Some of my favorite memories of childhood are of my Grandpa Joe telling me stories. Most of them were true, and more were interesting, but I always enjoyed listening to my Grandpa. Even if a story is silly or a joke, something can be gained from the story. You can learn about how people lived, family relations, the situations we’ve survived through, and so on. There’s just something special about hearing people tell their stories. Especially old guys!
Storytelling is like having a book read to you. Stories told by another person can be rich in detail and excitement. You also have a special kind of engagement that a book cannot.
The Chicago History Museum has put together a series of stories online. They may not be Grandpa’s but they’re pretty cool. You can find them organized by age group here: http://www.greatchicagostories.com/elementary.php I recommend the “elementary” ones for many 7th graders, though some may certainly enjoy (and comprehend) the “high school” stories.

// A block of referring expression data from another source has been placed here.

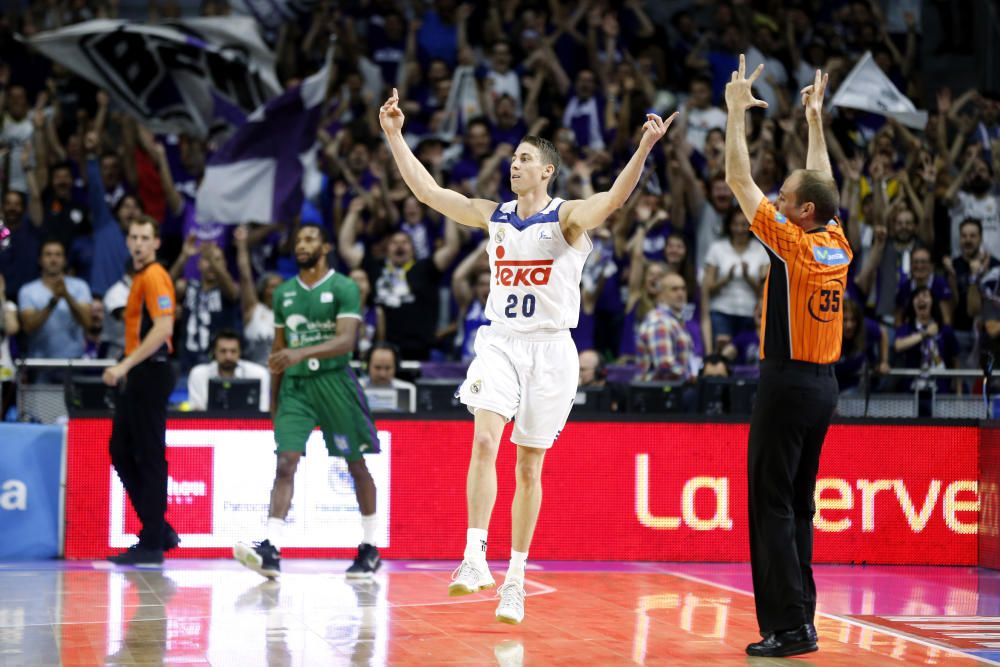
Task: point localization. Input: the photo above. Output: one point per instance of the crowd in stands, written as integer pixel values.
(921, 207)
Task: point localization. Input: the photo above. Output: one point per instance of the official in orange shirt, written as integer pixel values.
(138, 433)
(800, 335)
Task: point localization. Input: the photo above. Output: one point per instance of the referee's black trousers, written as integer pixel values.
(138, 445)
(794, 405)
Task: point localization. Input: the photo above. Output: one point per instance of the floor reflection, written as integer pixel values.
(198, 612)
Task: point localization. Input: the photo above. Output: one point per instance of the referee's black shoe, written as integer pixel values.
(785, 643)
(366, 562)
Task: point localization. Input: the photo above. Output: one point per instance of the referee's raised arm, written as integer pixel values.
(739, 99)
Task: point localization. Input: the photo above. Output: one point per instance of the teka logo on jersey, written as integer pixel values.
(522, 272)
(189, 491)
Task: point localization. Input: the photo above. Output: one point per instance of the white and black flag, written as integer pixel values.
(183, 76)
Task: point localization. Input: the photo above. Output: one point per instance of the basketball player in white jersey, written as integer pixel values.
(526, 366)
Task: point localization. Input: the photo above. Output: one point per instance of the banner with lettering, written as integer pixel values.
(30, 472)
(613, 491)
(182, 76)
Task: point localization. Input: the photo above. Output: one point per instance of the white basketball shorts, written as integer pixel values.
(530, 378)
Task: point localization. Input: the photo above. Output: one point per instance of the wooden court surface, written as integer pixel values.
(217, 613)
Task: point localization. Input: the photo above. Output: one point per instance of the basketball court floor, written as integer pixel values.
(217, 613)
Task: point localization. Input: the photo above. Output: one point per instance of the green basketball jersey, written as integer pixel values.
(308, 316)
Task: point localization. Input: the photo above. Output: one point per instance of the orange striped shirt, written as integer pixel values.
(151, 296)
(803, 313)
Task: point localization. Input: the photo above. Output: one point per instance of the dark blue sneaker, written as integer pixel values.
(366, 563)
(261, 557)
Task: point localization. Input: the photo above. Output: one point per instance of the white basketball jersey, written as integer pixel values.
(535, 273)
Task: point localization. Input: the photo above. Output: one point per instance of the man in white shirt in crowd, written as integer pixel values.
(383, 364)
(226, 364)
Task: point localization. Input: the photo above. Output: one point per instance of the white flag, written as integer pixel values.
(868, 88)
(177, 76)
(257, 174)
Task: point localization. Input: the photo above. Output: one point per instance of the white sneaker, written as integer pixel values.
(511, 607)
(470, 577)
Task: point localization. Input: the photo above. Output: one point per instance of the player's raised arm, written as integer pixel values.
(739, 98)
(817, 157)
(469, 212)
(583, 214)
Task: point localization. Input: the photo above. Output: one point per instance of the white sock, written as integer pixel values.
(369, 525)
(275, 531)
(518, 560)
(475, 545)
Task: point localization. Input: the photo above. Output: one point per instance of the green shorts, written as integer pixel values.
(336, 403)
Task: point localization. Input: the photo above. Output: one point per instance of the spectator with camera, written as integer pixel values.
(226, 363)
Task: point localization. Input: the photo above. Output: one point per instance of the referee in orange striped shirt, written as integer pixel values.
(138, 433)
(800, 334)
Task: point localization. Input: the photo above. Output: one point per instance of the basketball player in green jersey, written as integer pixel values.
(316, 318)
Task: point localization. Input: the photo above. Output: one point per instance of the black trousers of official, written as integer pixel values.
(794, 405)
(138, 445)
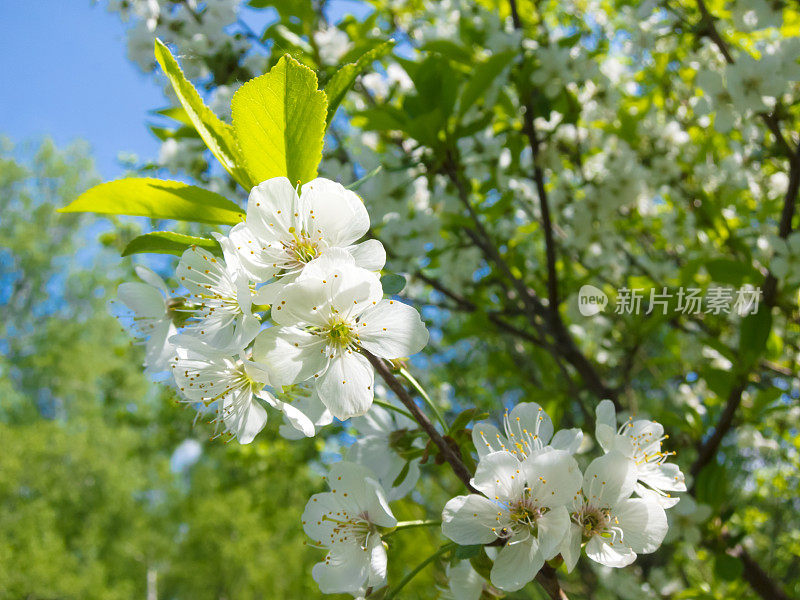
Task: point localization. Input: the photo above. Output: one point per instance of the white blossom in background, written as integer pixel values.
(463, 582)
(526, 430)
(235, 389)
(717, 99)
(305, 399)
(640, 441)
(332, 310)
(685, 520)
(151, 320)
(333, 44)
(223, 295)
(346, 521)
(524, 505)
(752, 83)
(285, 231)
(373, 448)
(614, 526)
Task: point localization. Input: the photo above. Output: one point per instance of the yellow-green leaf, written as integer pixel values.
(279, 122)
(216, 134)
(343, 79)
(157, 199)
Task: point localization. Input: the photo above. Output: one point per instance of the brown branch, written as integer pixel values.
(547, 575)
(544, 207)
(445, 449)
(708, 449)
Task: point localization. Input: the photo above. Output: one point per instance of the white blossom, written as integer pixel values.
(524, 505)
(223, 319)
(285, 231)
(373, 448)
(346, 521)
(526, 430)
(640, 441)
(333, 309)
(614, 526)
(151, 319)
(233, 387)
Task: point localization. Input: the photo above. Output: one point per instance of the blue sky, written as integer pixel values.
(65, 74)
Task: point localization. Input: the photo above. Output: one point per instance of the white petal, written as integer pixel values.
(377, 561)
(369, 255)
(553, 526)
(464, 582)
(516, 565)
(243, 418)
(337, 215)
(532, 418)
(300, 303)
(159, 349)
(664, 476)
(609, 554)
(376, 505)
(292, 354)
(499, 476)
(665, 501)
(345, 570)
(567, 439)
(297, 419)
(571, 546)
(259, 262)
(487, 439)
(609, 479)
(469, 520)
(392, 329)
(271, 209)
(151, 277)
(606, 426)
(554, 477)
(643, 522)
(143, 299)
(346, 385)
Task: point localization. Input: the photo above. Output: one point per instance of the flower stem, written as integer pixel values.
(396, 409)
(442, 550)
(412, 525)
(449, 453)
(421, 391)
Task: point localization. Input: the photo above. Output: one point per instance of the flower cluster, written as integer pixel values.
(295, 264)
(535, 503)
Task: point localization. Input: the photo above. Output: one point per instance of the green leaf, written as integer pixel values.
(482, 77)
(169, 242)
(754, 333)
(279, 122)
(359, 182)
(217, 134)
(727, 567)
(725, 270)
(157, 199)
(343, 79)
(176, 113)
(393, 283)
(463, 419)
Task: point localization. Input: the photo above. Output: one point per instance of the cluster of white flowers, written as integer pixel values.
(535, 503)
(294, 261)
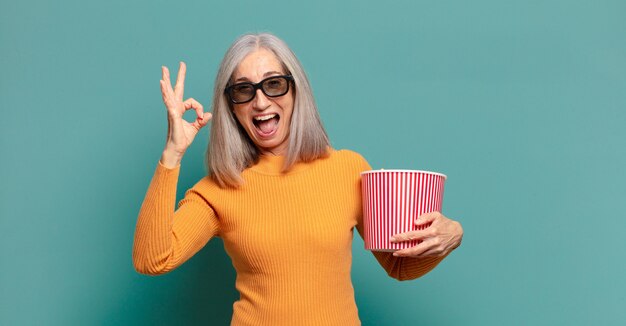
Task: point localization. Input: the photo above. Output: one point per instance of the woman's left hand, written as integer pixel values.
(439, 239)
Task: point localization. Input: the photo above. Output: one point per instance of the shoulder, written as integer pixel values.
(350, 159)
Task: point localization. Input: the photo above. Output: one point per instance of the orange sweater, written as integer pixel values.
(289, 237)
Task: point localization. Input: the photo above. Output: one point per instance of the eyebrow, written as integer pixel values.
(267, 74)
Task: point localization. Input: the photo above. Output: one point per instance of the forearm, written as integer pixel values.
(406, 268)
(152, 247)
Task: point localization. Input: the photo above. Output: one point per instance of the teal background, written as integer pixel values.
(520, 103)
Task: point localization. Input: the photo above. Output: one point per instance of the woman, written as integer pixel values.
(283, 201)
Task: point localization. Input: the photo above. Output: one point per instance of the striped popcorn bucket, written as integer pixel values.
(393, 200)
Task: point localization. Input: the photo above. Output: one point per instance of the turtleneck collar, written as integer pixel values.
(273, 164)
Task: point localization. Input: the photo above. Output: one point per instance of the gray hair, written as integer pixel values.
(230, 149)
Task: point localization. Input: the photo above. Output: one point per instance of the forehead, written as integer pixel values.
(257, 65)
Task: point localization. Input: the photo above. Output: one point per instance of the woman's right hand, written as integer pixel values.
(180, 133)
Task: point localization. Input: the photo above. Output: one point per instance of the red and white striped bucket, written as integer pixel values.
(393, 200)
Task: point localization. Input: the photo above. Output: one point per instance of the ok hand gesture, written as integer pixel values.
(180, 133)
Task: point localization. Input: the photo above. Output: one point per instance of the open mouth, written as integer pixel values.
(267, 124)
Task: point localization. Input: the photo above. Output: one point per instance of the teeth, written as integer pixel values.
(265, 117)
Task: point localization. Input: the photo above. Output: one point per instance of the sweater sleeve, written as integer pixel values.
(400, 268)
(165, 238)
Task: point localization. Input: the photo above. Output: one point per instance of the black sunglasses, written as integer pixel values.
(273, 86)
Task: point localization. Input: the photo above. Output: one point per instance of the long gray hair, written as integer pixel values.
(230, 149)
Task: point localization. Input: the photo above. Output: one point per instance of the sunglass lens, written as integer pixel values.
(242, 93)
(275, 86)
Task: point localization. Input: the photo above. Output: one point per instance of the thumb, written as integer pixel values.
(205, 119)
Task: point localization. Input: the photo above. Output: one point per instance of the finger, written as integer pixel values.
(180, 81)
(412, 235)
(191, 103)
(424, 220)
(426, 245)
(166, 79)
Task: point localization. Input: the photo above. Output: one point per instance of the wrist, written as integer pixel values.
(171, 158)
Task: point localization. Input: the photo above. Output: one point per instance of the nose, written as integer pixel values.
(260, 101)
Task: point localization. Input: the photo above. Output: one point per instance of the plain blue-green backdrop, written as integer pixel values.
(520, 103)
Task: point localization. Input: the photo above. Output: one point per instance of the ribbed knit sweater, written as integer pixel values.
(289, 236)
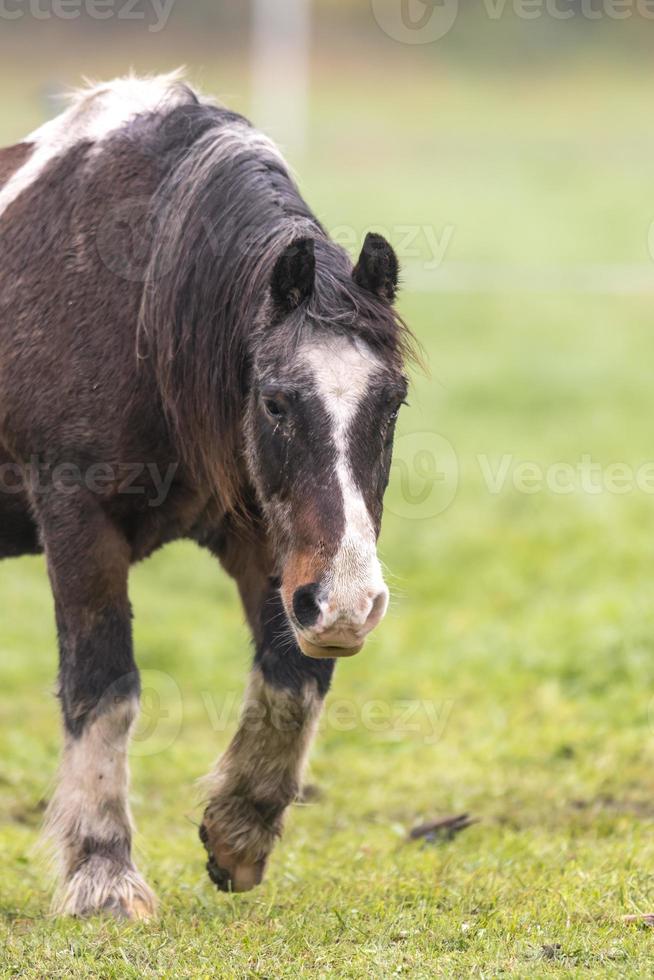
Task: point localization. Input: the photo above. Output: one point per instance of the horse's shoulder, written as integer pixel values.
(12, 158)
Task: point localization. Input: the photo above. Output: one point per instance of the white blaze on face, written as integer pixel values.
(342, 370)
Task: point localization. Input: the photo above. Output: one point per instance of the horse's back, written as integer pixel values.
(70, 290)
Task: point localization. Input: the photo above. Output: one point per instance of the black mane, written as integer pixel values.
(225, 210)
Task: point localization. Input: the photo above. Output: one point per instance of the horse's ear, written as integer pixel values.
(377, 270)
(294, 275)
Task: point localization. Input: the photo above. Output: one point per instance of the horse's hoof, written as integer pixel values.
(227, 871)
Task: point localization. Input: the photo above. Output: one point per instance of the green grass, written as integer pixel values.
(522, 626)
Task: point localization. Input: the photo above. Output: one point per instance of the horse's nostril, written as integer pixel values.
(305, 604)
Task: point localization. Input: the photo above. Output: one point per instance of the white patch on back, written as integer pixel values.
(342, 370)
(94, 114)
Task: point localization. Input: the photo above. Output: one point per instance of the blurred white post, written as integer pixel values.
(280, 70)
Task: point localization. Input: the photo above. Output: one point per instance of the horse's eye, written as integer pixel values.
(275, 406)
(396, 411)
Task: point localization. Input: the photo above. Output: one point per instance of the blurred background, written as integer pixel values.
(505, 147)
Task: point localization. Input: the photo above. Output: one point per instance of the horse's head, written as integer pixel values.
(326, 392)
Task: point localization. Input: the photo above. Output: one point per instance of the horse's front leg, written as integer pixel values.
(260, 773)
(88, 817)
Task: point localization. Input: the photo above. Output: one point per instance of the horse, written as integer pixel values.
(186, 354)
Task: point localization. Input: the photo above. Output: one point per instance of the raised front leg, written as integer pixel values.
(88, 818)
(260, 773)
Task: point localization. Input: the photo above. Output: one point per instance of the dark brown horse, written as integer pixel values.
(185, 354)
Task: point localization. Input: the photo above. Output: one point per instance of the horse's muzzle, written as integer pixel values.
(324, 629)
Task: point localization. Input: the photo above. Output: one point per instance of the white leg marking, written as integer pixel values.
(256, 779)
(89, 821)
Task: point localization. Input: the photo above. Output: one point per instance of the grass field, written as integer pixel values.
(521, 635)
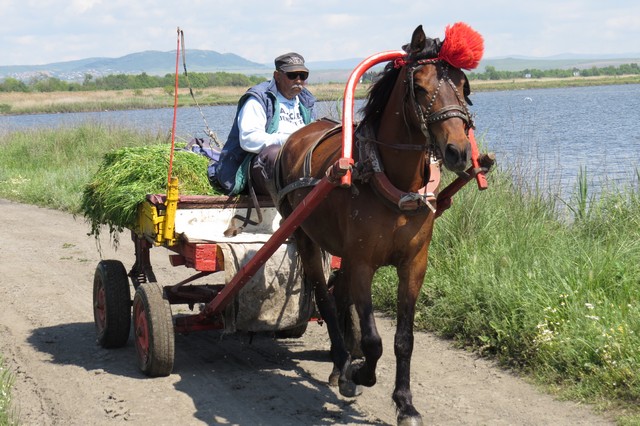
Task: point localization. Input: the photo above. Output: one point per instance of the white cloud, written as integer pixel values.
(36, 32)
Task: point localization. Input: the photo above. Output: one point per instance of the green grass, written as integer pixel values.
(50, 168)
(7, 413)
(547, 288)
(513, 277)
(127, 175)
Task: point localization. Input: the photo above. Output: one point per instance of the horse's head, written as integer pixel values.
(437, 90)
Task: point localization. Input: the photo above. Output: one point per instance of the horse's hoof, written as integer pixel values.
(415, 420)
(349, 389)
(355, 373)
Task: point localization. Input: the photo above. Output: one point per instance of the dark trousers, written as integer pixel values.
(262, 169)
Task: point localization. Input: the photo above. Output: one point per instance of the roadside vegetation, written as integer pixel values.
(548, 288)
(7, 413)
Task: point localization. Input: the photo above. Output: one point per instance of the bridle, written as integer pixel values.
(426, 116)
(370, 161)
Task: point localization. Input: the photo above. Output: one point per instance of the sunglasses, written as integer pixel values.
(300, 74)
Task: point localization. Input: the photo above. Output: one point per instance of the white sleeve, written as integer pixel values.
(252, 121)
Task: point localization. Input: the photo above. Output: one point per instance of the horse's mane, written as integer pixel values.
(379, 94)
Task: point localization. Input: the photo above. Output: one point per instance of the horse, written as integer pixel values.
(415, 118)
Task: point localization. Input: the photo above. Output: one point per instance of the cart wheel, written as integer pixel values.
(153, 328)
(111, 304)
(292, 333)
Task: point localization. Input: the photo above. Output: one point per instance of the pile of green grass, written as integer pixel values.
(127, 175)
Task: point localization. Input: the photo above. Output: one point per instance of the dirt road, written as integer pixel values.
(47, 337)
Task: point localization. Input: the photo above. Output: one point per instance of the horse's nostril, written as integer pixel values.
(452, 155)
(456, 158)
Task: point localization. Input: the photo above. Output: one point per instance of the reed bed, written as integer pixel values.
(60, 102)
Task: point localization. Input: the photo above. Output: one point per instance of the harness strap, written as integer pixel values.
(306, 180)
(404, 201)
(409, 201)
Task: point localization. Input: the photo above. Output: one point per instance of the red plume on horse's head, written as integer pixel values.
(462, 46)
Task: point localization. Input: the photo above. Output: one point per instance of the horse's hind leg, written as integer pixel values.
(313, 266)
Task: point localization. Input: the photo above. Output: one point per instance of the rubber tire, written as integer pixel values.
(153, 331)
(111, 304)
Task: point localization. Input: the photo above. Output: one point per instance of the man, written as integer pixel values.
(266, 115)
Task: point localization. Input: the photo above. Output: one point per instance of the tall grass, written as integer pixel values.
(7, 413)
(512, 277)
(50, 167)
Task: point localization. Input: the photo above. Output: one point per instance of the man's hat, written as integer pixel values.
(290, 62)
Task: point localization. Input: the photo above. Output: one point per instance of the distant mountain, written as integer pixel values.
(151, 62)
(160, 63)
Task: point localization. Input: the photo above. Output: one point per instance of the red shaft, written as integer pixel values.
(244, 275)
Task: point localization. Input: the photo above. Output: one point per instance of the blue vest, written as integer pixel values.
(232, 154)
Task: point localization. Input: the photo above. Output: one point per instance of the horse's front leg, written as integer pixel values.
(313, 265)
(411, 277)
(359, 276)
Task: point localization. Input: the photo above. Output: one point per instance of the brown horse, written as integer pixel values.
(415, 115)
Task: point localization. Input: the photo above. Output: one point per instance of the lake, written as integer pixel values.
(546, 135)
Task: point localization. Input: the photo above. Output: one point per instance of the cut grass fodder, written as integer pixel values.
(127, 175)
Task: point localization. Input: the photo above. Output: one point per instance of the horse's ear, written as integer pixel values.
(418, 41)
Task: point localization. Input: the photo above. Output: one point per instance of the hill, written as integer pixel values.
(161, 63)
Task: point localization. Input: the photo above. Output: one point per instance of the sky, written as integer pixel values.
(35, 32)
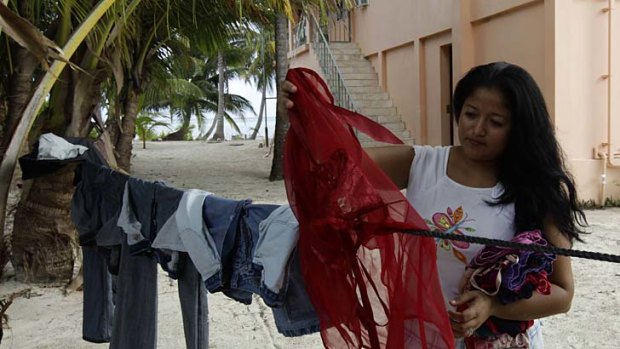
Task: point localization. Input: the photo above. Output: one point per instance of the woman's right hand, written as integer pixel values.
(284, 102)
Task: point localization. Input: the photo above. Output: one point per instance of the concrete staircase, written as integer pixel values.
(363, 85)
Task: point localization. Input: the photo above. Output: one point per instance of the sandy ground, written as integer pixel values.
(50, 319)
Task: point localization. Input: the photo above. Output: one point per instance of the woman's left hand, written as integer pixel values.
(476, 307)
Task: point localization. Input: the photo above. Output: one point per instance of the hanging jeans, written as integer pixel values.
(194, 305)
(135, 315)
(98, 309)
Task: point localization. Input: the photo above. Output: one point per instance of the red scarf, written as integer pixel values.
(371, 286)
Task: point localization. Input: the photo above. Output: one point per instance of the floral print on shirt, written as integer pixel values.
(451, 222)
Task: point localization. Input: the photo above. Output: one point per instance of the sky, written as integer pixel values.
(239, 87)
(249, 91)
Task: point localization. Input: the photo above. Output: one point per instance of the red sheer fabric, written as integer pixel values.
(371, 286)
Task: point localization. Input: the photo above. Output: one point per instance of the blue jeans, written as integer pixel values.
(234, 226)
(135, 315)
(194, 305)
(98, 309)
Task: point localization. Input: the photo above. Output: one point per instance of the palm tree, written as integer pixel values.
(145, 123)
(284, 12)
(189, 89)
(261, 70)
(122, 46)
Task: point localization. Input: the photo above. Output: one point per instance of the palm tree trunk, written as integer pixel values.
(260, 114)
(221, 70)
(20, 89)
(281, 128)
(43, 239)
(124, 146)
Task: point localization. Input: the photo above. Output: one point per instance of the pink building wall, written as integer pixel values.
(420, 48)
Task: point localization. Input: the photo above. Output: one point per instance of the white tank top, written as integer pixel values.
(444, 204)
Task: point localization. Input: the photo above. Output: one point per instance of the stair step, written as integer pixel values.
(370, 103)
(364, 90)
(379, 111)
(367, 69)
(359, 82)
(359, 76)
(353, 63)
(346, 50)
(377, 95)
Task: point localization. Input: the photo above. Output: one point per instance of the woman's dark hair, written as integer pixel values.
(532, 167)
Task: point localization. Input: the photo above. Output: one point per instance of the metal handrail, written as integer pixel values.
(327, 62)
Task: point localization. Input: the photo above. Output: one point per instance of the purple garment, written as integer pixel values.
(503, 270)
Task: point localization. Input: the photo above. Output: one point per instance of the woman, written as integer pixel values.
(506, 176)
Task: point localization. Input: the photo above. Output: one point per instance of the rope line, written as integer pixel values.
(606, 257)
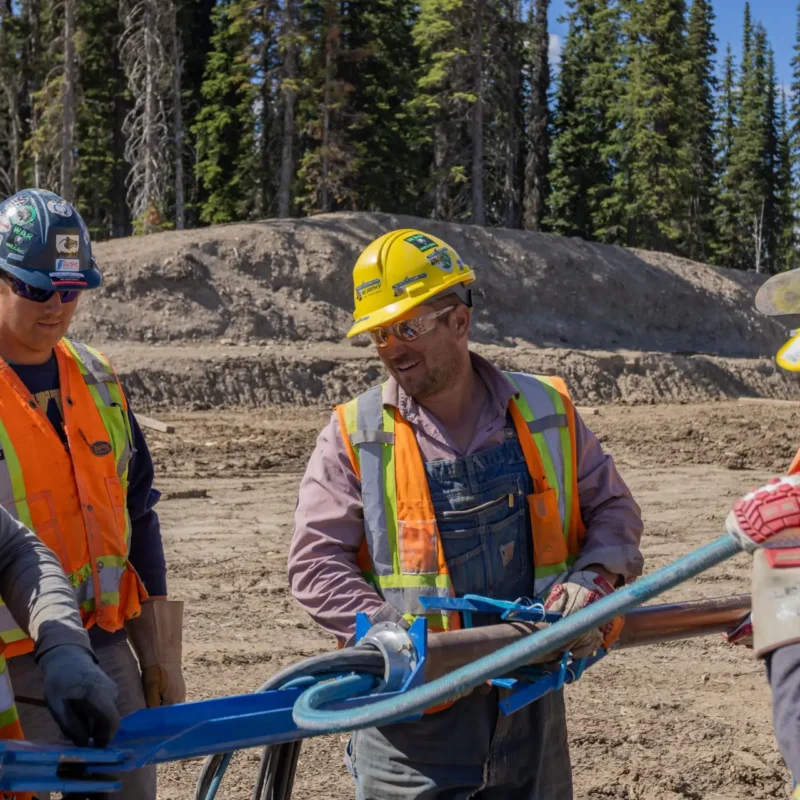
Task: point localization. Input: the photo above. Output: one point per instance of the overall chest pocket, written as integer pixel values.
(489, 557)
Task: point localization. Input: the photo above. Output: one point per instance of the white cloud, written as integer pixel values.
(554, 50)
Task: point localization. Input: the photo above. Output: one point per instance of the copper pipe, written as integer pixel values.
(643, 626)
(673, 621)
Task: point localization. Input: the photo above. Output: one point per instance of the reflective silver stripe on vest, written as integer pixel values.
(371, 437)
(110, 581)
(99, 375)
(369, 417)
(542, 586)
(7, 621)
(546, 423)
(406, 601)
(542, 409)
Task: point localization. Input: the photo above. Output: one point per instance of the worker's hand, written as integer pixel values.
(771, 512)
(741, 633)
(156, 637)
(578, 591)
(80, 696)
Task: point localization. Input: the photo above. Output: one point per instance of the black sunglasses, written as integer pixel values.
(28, 292)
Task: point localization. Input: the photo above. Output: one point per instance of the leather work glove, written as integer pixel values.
(80, 696)
(156, 638)
(741, 633)
(578, 591)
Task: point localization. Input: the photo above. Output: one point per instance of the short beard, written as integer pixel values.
(438, 379)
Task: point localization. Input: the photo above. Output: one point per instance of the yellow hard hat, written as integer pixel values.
(401, 270)
(781, 295)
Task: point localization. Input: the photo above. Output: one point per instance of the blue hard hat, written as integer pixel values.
(45, 242)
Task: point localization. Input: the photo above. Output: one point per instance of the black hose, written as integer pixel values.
(279, 762)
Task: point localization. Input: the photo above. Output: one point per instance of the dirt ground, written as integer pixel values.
(678, 720)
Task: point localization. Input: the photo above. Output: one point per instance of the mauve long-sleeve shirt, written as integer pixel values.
(329, 522)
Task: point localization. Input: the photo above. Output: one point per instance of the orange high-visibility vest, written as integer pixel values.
(74, 498)
(402, 554)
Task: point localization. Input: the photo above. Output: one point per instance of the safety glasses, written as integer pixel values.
(28, 292)
(409, 329)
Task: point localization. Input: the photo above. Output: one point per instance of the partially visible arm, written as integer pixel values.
(147, 548)
(36, 590)
(329, 527)
(613, 519)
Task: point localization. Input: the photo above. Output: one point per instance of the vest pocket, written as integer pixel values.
(418, 543)
(116, 498)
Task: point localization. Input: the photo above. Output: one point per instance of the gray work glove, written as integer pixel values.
(80, 696)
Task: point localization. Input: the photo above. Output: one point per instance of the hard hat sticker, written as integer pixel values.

I’d like students to read one of these today, then leave a comment on this post. Which story is your favorite? Why?
And when you’re done, check out this article: http://articles.chicagotribune.com/2012-01-29/news/ct-edit-grantpark-0129-20120129_1_museum-move-navy-pier-forever-open We’ll discuss this question later, but ponder it for now… What are the benefits to Chicago having a place like Grant Park being “forever clear, open, and free?”